See requirements.txt. Install with:

pip install -r requirements.txt

GPU users should install a CUDA-matched torch build (see the note in requirements.txt); the code also runs on CPU, which is the default for inference.


🚀 Running

scripts/train.py trains one (seed, fold) model and evaluates it on the held-out test basins. Run from the repository root with PYTHONPATH set so libs/ is importable:

PYTHONPATH=. python scripts/train.py \
    --basin_list /path/to/basin_list.txt \
    --config     configs/config_base.py \
    --fold_id    0 \
    --seed       100 \
    --save_dir   results/ \
    --device     cuda:0       # or cpu

Inference then reuses the saved checkpoint:

# Basin time series  → results/results_fold{fold}_seed{seed}.pickle
PYTHONPATH=. python scripts/inference_basin.py \
    --model_dir results/ --fold 0 --seed 100 \
    --config configs/config_base.py --basin_list /path/to/basin_list.txt --device cpu

# Spatial grid       → NetCDF per year under the output dir
PYTHONPATH=. python scripts/inference_grid.py \
    --model_dir results/ --fold 0 --seed 100 \
    --config configs/config_base.py --output_dir results/grid/ --device cpu

Training and inference are run per (seed, fold); loop over --seed and --fold_id to produce a full ensemble (e.g. 5 seeds × 5 folds).


⚙️ Configuration

All settings live in configs/config_base.py, which is the authoritative, commented source — the excerpt below is for orientation only.
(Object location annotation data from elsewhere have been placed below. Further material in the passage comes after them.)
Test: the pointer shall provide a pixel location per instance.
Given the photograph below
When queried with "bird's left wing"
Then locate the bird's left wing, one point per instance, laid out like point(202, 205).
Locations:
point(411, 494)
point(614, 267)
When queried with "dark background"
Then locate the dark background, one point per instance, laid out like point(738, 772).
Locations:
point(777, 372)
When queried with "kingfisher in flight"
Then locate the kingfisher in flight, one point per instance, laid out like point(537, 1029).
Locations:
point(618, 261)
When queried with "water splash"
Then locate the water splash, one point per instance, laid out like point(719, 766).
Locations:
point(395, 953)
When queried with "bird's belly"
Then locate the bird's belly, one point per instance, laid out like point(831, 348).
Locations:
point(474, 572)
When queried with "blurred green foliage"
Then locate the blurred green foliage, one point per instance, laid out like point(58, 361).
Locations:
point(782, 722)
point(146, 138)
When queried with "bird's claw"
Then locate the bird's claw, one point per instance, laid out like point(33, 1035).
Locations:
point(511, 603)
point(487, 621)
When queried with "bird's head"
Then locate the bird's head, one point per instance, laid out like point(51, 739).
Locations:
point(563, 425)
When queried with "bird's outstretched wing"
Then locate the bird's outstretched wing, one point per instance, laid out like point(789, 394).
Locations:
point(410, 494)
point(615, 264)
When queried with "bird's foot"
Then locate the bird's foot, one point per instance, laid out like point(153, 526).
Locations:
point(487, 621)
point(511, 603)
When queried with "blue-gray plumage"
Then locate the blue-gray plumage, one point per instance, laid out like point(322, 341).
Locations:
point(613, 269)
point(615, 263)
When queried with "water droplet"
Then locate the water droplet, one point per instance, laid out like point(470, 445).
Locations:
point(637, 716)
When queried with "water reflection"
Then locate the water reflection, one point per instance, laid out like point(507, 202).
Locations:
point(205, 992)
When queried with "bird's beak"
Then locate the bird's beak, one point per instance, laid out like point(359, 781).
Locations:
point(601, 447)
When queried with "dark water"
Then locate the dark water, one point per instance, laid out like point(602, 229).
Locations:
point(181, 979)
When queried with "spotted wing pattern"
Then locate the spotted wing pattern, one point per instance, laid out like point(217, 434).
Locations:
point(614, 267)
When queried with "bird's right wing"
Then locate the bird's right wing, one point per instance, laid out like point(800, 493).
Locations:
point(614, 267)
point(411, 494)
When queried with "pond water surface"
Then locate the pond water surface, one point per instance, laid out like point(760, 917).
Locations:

Create a new experiment by inheriting and overriding:

# configs/config_myexperiment.py
from config_base import *

DATA_DIR   = "/path/to/my/data"
ATTR_PATHS = ["/path/to/my/attributes.csv"]
SPATIAL_CV_SEED = 7

Only override what differs — everything else inherits from config_base.py.

Key settings

# Column mappings  (logical name → CSV column name)
DRIVER_COLS_MAP = {
    "P":      "total_precipitation_sum",
    "T":      "temperature_2m_mean",
    "RAD_SW": "surface_net_solar_radiation_mean",
    "RAD_LW": "surface_net_thermal_radiation_mean",
    "LAI":    "lai_GIMMS_filled",
}
TARGET_COLS_MAP = {
    "q":    "streamflow",
    "et":   "fluxcom_E",
    "swe":  "snow_depth_water_equivalent_mean",
    "twsa": "grace_TWSA",   # monthly
}

# Attribute groups → NN inputs as {col}_normed; passthrough kept as raw {col}
VEG_ATTRS     = ["cover_forest", "cover_shrub", "cover_grass",
                 "cover_crop", "cover_others", "lai_avg"]
TERRAIN_ATTRS = ["slp_dg_sav", "ele_mt_sav", "new_cly_pc",
                 "new_snd_pc", "snw_pc_syr", "ari_ix_sav"]
ATTR_NN_COLS          = VEG_ATTRS + TERRAIN_ATTRS
ATTR_PASSTHROUGH_COLS = ["lai_avg", "lai_max", "lai_min", "ele_mt_sav"]
# Note: "ele" columns are sqrt-transformed before normalization.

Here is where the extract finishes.